Some of the main trails that the Blue Line connects are: “Truro Area to Pictou: this segment connects Pictou to the East Mountain in Bible Hill (Truro Area) along segments of the provincial road network (Route 376 and Trunk 4) and the Jitney Trail (co-managed by the Town of Pictou and the Pictou County Trails Association). The entire planned route is 56 km in length, which includes 53km on provincial roadways and ~3km on the Jitney Trail Masstown to Wallace: the second segment of the Blue Route to open, this route connects Masstown to Wallace. It is a 55km stretch of road weaving through the beautiful Wentworth Valley that features freshly paved shoulders on Nova Scotia Trunk 4 and a shared roadway on the quiet Route 307. Rum Runners Trail: the Rum Runners Trail is a 112 km trail constructed over the former rail line from Halifax to Lunenburg. It is a shared-use trail with a hard packed crusher dust surface suitable for cycling on hybrid-style bicycles. The trail merges six community trails: the Beechville Lakeside Timberlea Trail, St. Margaret’s Bay Trail, Aspotogan Trail, Chester Connector, Dynamite Trail, and Bay to Bay Trail. The Rum Runners Trail can be accessed in Halifax from the Chain of Lakes Trail, which is a 7 km paved surface non-motorized use trail. Celtic Shores Coastal Trail: the Celtic Shores Coastal Trail is a 91 km trial constructed over the former rail line from Port Hastings to the Town of Inverness. The section of trail currently designated under the Blue Route runs from Troy Station to the Town of Inverness. It is a shared-use trail with hard packed crusher dust with a hard packed crusher dust surface suitable for cycling on hybrid-style bicycles or mountain bikes. Harvest Moon Trailway: the Harvest Moon Trailway is a 110 km rails to trails route running from Annapolis Royal – Grand Pré National Historic Site. The trail ends for a short distance in the Town of Kentville where the streets were built over top of the old rail line. The trail is shared use with a crusher dust surface from Annapolis Royal to just outside of the Town of Kentville, where it becomes a non-motorized trail with a crusher dust surface.” (Bicycle Nova Scotia | The Blue Route, n.d.)

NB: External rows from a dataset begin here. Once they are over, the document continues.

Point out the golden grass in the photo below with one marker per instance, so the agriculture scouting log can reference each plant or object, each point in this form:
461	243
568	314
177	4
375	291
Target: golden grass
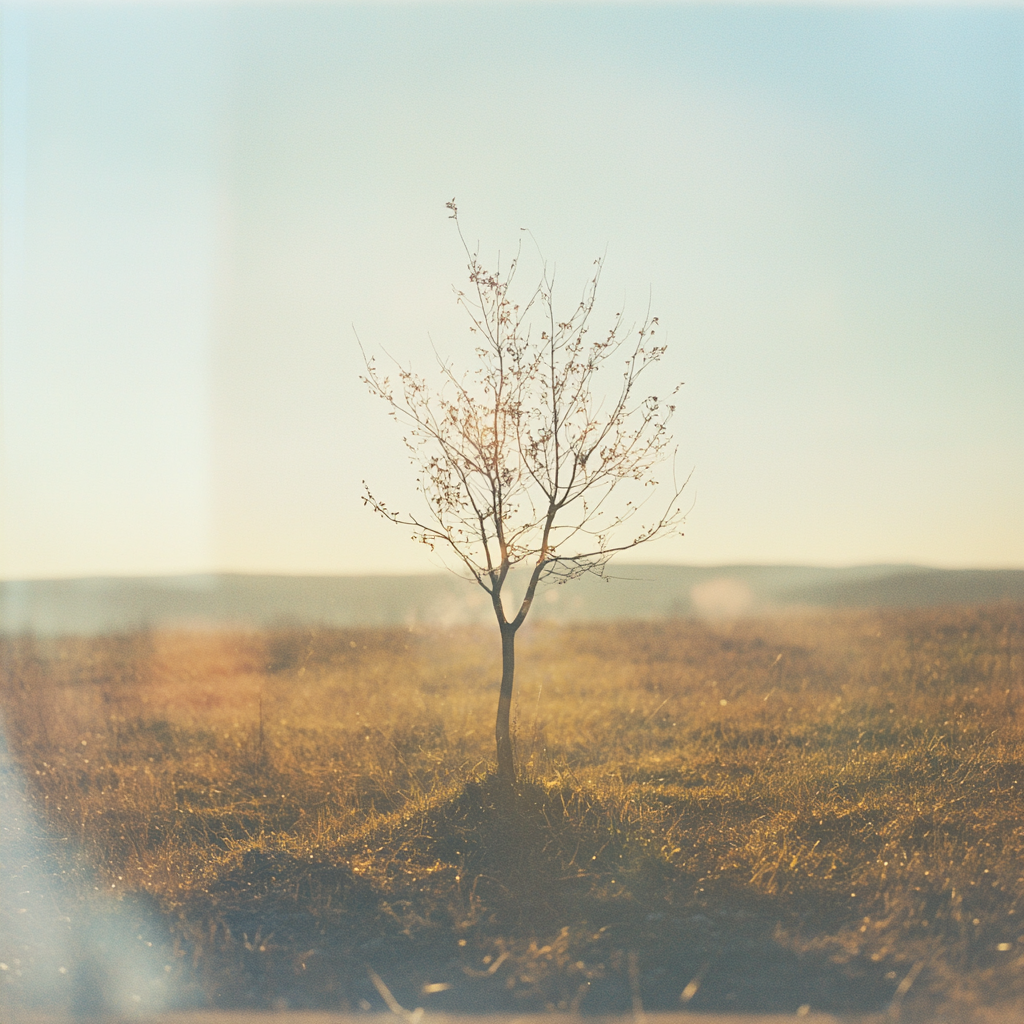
818	810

The Atlantic Canada Opportunities Agency’s Innovative Communities Fund (ICF) invested $799,500 in Bicycle Nova Scotia. The investment is non-repayable and goes toward helping the project to create the routes and linkages with existing multi-use trails and bike-friendly facilities across the entire province. The work includes “trail creation and surface upgrades; the installation of signage; marketing and promotional work including video, photography, mapping, and the development of an app for trail users; and outreach work designed to encourage communities and businesses to think “bike-friendly” (Atlantic Canada Opportunities Agency, 2016). The Province of Nova Scotia (Tourism Nova Scotia) and the departments of Transportation & Infrastructure Renewal and Energy invested a combined $340,000 for the support of the project. Additionally, the province provided a combined $2,655,000 in non-cash support over the years of 2016-2018 for paving work, focus groups and research (Atlantic Canada Opportunities Agency, 2016).

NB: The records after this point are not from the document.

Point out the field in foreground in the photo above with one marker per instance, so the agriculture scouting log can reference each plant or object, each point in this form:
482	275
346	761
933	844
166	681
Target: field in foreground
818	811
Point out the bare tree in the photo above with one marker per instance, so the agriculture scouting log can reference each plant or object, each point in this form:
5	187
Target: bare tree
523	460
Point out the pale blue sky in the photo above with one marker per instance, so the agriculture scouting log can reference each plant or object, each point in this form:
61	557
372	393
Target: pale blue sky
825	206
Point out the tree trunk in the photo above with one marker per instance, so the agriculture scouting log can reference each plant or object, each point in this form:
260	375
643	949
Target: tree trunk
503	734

There is a program that supports groups who are involved in regular trail maintenance across the province, and also supports groups who have experienced significant maintenance issues from fires, floods, hurricanes, etc.. The program is known as the Trail Maintenance Program, run by the Communities, Culture and Heritage, Community Sport and Recreation division of the Province of Nova Scotia. Groups can apply for funding who have authority to manage the trail, have landowners permission, have trail insurance and have an overall trail maintenance plan. The initiatives that can receive funding include re-surfacing, drainage issues, repairing or replacing signage, and more. The Nova Scotia Communities, Culture, and Heritage trails consultant, Steve Vines, manages the project.